Dass für das Begehren des Antragstellers gegebenenfalls auch ein zivilrechtlicher, so genannter "mittelbarer" Kontrahierungszwang gemäß § 826 BGB, vgl. hierzu VG Hannover, Beschluss vom 29.5.2001 - 1 A 1782/01 u.a. -, NJW 2001, 3354, 3355 m.w.N., in Betracht kommen mag, ändert an der Einordnung der Streitigkeit als öffentlich-rechtlich nichts. Denn das Gericht des zulässigen Rechtswegs entscheidet den Rechtsstreit gemäß § 17 Abs. 2 Satz 1 GVG grundsätzlich unter allen in Betracht kommenden Gesichtspunkten.

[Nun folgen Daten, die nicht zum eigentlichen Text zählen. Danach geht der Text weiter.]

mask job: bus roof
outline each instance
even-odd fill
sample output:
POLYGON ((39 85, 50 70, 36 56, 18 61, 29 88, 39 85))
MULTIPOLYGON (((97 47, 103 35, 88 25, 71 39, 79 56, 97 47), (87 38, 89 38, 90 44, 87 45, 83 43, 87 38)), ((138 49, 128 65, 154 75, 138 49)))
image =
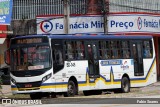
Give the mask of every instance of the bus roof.
POLYGON ((26 35, 26 36, 18 36, 15 38, 33 38, 33 37, 44 37, 47 36, 48 38, 52 39, 151 39, 152 36, 141 36, 141 35, 88 35, 83 34, 81 36, 78 35, 71 35, 71 34, 57 34, 57 35, 26 35))

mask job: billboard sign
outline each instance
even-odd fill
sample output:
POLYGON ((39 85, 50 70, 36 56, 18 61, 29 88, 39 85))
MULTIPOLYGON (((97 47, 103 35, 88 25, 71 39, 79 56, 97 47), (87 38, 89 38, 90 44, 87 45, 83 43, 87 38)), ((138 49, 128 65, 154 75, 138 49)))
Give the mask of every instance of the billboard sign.
MULTIPOLYGON (((37 34, 64 34, 63 18, 47 20, 37 17, 37 34)), ((160 15, 111 14, 107 17, 108 34, 151 33, 160 34, 160 15)), ((71 16, 69 33, 104 33, 101 15, 71 16)))
POLYGON ((0 0, 0 25, 9 25, 12 16, 12 0, 0 0))

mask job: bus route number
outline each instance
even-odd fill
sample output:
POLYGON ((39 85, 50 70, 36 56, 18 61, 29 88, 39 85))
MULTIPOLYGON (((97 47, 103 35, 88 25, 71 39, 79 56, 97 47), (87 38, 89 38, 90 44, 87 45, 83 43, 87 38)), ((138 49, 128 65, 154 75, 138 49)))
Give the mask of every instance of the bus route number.
POLYGON ((76 64, 75 63, 67 63, 67 67, 75 67, 76 64))

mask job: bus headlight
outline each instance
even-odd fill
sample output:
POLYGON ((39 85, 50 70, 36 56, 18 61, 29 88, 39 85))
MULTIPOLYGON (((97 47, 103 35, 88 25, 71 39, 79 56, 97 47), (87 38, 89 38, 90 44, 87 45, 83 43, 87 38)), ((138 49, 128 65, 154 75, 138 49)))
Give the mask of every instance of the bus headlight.
POLYGON ((16 80, 14 80, 13 78, 11 78, 11 82, 12 82, 13 84, 16 84, 16 80))
POLYGON ((42 82, 48 80, 52 76, 52 73, 46 75, 45 77, 42 78, 42 82))

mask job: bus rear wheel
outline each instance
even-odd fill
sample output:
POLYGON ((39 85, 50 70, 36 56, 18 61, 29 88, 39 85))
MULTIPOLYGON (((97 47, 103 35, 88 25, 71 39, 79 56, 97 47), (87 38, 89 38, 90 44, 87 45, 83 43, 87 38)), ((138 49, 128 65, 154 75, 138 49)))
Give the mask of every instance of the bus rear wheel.
POLYGON ((76 85, 73 81, 68 82, 67 92, 64 93, 64 97, 74 97, 77 93, 76 85))
POLYGON ((128 93, 130 91, 130 81, 127 77, 122 78, 121 90, 123 93, 128 93))

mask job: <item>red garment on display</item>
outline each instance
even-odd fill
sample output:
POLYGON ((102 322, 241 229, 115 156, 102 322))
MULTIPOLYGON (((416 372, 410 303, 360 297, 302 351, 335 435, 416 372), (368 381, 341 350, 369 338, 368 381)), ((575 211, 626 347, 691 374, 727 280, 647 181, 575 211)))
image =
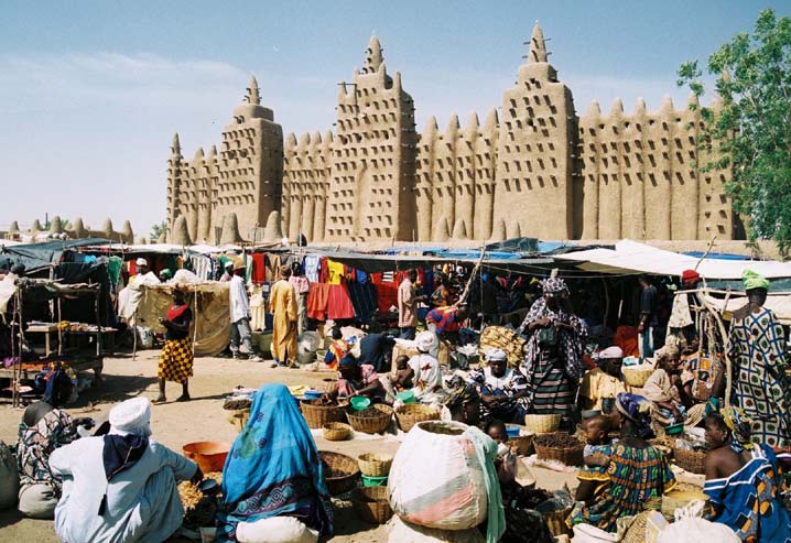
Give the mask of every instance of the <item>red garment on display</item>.
POLYGON ((252 276, 253 284, 262 284, 267 279, 266 256, 262 252, 253 252, 252 254, 252 276))
POLYGON ((307 293, 307 316, 316 321, 327 319, 327 304, 329 302, 329 286, 325 283, 311 283, 307 293))
POLYGON ((331 284, 329 302, 327 304, 327 317, 333 321, 343 318, 355 318, 355 306, 351 305, 349 291, 345 284, 331 284))

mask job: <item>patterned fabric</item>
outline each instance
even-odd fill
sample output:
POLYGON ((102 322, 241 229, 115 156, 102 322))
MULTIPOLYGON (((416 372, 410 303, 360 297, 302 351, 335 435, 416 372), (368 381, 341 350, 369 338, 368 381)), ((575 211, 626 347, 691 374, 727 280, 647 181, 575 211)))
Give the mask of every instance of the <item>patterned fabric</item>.
POLYGON ((752 420, 752 442, 791 445, 791 388, 785 378, 785 336, 774 314, 762 308, 736 321, 728 344, 736 403, 752 420))
POLYGON ((555 350, 542 350, 530 373, 524 373, 530 394, 530 413, 563 415, 568 426, 571 414, 576 405, 576 381, 561 367, 561 359, 555 350))
POLYGON ((333 507, 311 431, 283 384, 266 384, 223 469, 225 503, 219 543, 236 541, 239 522, 294 517, 322 535, 333 533, 333 507))
POLYGON ((613 445, 607 475, 607 490, 589 507, 577 502, 566 520, 568 525, 593 524, 615 532, 619 518, 639 513, 648 500, 661 497, 675 486, 668 460, 651 446, 613 445))
POLYGON ((169 339, 160 354, 156 377, 165 381, 182 383, 193 377, 193 344, 188 337, 169 339))
POLYGON ((59 496, 61 480, 54 478, 50 471, 50 455, 77 437, 72 417, 59 409, 53 409, 33 426, 28 426, 22 421, 17 442, 20 488, 48 485, 59 496))
MULTIPOLYGON (((557 355, 561 358, 563 363, 562 368, 566 374, 574 380, 579 379, 585 370, 585 363, 583 362, 583 346, 587 335, 585 325, 575 315, 566 313, 563 307, 559 306, 554 311, 551 309, 546 305, 546 298, 542 296, 533 302, 528 316, 524 317, 524 322, 519 327, 519 333, 525 334, 530 323, 541 318, 549 318, 552 324, 560 322, 574 327, 574 332, 557 330, 560 338, 557 355)), ((525 374, 530 374, 532 372, 533 365, 538 363, 540 358, 544 358, 542 349, 546 349, 546 347, 539 345, 538 329, 530 334, 531 336, 524 347, 525 374)))
POLYGON ((528 380, 521 371, 506 368, 506 373, 502 377, 495 377, 491 373, 491 368, 486 367, 473 370, 469 373, 469 380, 475 383, 480 395, 498 398, 497 403, 480 402, 480 414, 484 421, 499 419, 511 422, 516 416, 524 415, 528 412, 528 398, 513 398, 517 393, 528 389, 528 380))
POLYGON ((785 481, 772 449, 756 447, 752 458, 724 479, 709 479, 703 491, 717 510, 715 522, 746 543, 791 543, 791 520, 782 503, 785 481))

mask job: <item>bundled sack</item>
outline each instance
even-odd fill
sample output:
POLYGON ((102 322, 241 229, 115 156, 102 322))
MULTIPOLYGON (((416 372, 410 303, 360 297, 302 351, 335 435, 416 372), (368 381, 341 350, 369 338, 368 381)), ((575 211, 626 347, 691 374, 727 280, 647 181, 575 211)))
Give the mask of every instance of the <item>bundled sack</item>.
POLYGON ((418 423, 390 468, 390 507, 407 522, 438 530, 475 528, 492 511, 490 531, 505 530, 496 452, 495 442, 478 428, 418 423))
POLYGON ((657 543, 701 543, 702 541, 740 543, 741 540, 725 524, 686 518, 665 528, 657 543))
POLYGON ((271 517, 256 522, 239 522, 236 540, 239 543, 316 543, 318 532, 293 517, 271 517))
POLYGON ((476 528, 469 530, 436 530, 410 524, 398 517, 389 523, 388 543, 485 543, 476 528))

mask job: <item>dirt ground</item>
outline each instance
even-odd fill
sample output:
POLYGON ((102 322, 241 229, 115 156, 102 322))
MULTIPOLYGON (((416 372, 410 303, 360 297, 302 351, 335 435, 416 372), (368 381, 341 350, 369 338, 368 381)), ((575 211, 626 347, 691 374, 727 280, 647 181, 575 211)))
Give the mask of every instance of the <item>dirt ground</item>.
MULTIPOLYGON (((118 402, 144 395, 156 395, 156 357, 159 351, 139 352, 105 360, 105 380, 101 387, 80 394, 67 410, 72 416, 91 416, 105 420, 109 410, 118 402)), ((332 377, 327 372, 310 372, 300 369, 272 369, 268 363, 235 361, 223 358, 199 358, 195 361, 195 377, 191 379, 191 402, 175 403, 181 387, 169 383, 169 402, 154 405, 151 426, 153 438, 174 450, 181 452, 184 444, 199 441, 223 441, 231 443, 236 428, 226 419, 223 399, 236 385, 260 387, 270 382, 284 384, 321 385, 322 379, 332 377)), ((0 406, 0 439, 7 444, 17 442, 17 428, 22 410, 9 405, 0 406)), ((398 441, 394 437, 327 442, 316 438, 323 450, 336 450, 351 457, 362 453, 394 453, 398 441)), ((560 488, 564 482, 572 486, 574 478, 567 474, 532 468, 538 486, 545 489, 560 488)), ((375 526, 359 520, 349 502, 334 500, 336 510, 335 536, 333 543, 386 542, 386 526, 375 526)), ((25 519, 15 510, 0 511, 0 541, 35 543, 57 542, 52 521, 25 519)))

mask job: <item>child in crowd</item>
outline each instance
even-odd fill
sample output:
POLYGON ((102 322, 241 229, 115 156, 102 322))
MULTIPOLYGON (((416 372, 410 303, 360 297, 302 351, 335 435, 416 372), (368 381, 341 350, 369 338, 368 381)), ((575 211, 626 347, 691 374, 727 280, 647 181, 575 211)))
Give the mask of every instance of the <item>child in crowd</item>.
POLYGON ((401 355, 396 359, 396 376, 390 378, 396 392, 413 388, 412 378, 414 378, 414 370, 409 365, 409 357, 401 355))
POLYGON ((583 467, 577 475, 577 501, 589 503, 596 496, 607 488, 609 476, 609 456, 611 443, 609 438, 610 421, 607 416, 596 415, 583 422, 585 433, 585 450, 583 452, 583 467))

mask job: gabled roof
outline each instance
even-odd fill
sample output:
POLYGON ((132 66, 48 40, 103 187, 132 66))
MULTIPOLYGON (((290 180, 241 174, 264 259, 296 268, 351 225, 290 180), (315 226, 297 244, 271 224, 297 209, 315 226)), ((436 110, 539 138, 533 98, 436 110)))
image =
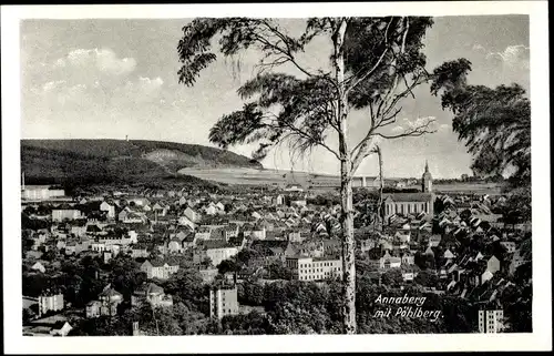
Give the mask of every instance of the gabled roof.
POLYGON ((164 288, 158 286, 155 283, 146 283, 144 282, 142 285, 140 285, 135 291, 134 294, 138 295, 144 295, 144 294, 163 294, 164 288))
POLYGON ((432 193, 389 193, 386 194, 386 200, 390 197, 393 202, 429 202, 432 196, 432 193))

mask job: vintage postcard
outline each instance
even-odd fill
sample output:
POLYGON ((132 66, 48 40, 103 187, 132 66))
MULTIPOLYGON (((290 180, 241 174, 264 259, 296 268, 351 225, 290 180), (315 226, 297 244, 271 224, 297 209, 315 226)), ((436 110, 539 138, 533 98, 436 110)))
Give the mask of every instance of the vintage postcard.
POLYGON ((6 352, 552 349, 547 41, 542 1, 2 7, 6 352))

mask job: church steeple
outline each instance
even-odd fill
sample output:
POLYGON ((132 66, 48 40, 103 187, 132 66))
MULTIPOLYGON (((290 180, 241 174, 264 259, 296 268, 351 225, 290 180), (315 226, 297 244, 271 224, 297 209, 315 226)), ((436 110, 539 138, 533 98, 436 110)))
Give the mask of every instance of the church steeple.
POLYGON ((429 172, 429 162, 425 160, 425 172, 421 177, 421 191, 424 193, 430 193, 433 189, 433 177, 431 172, 429 172))

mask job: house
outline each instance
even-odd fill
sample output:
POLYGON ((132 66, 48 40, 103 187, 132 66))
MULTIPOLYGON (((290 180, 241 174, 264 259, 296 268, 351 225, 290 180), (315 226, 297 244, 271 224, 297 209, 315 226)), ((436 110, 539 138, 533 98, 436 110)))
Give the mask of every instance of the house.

2. § 5 Abs. 1 Satz 1 ParteiG ist als Anspruchsgrundlage mit Blick auf den vorgetragenen Sachverhalt nicht offensichtlich ausgeschlossen. Dass die Antragsgegnerin als rechtsfähige Anstalt des öffentlichen Rechts (vgl. § 2 SpkG), die einen öffentlichen Auftrag wahrnimmt (vgl. § 3 Abs. 1 und Abs. 3 Satz 1 SpkG), ein Träger öffentlicher Gewalt ist, ist nicht ernstlich zweifelhaft.

Vgl. zu diesem Gesichtspunkt auch: NRWVerfGH, Urteil vom 15.9.1986 - VerfGH 17/85 -, NVwZ 1987, 211, 213.

Es ist des Weiteren nicht offensichtlich ausgeschlossen, dass die Antragsgegnerin den Parteien im Sinne des § 5 Abs. 1 Satz 1 ParteiG Einrichtungen zur Verfügung stellt. Zum einen fällt hierunter möglicherweise auch die Eröffnung von Girokonten.

Vgl. Hamb. OVG, Beschluss vom 16.9.2002 - 1 Bs 243/02 -, S. 10 des Beschlussabdrucks.

Zum anderen kommt nach dem Vorbringen des Antragstellers, der Kreisverband P. der X.-Partei besitze ein Konto bei der Antragsgegnerin, in Betracht, dass das Tatbestandsmerkmal des Zurverfügungstellens erfüllt ist.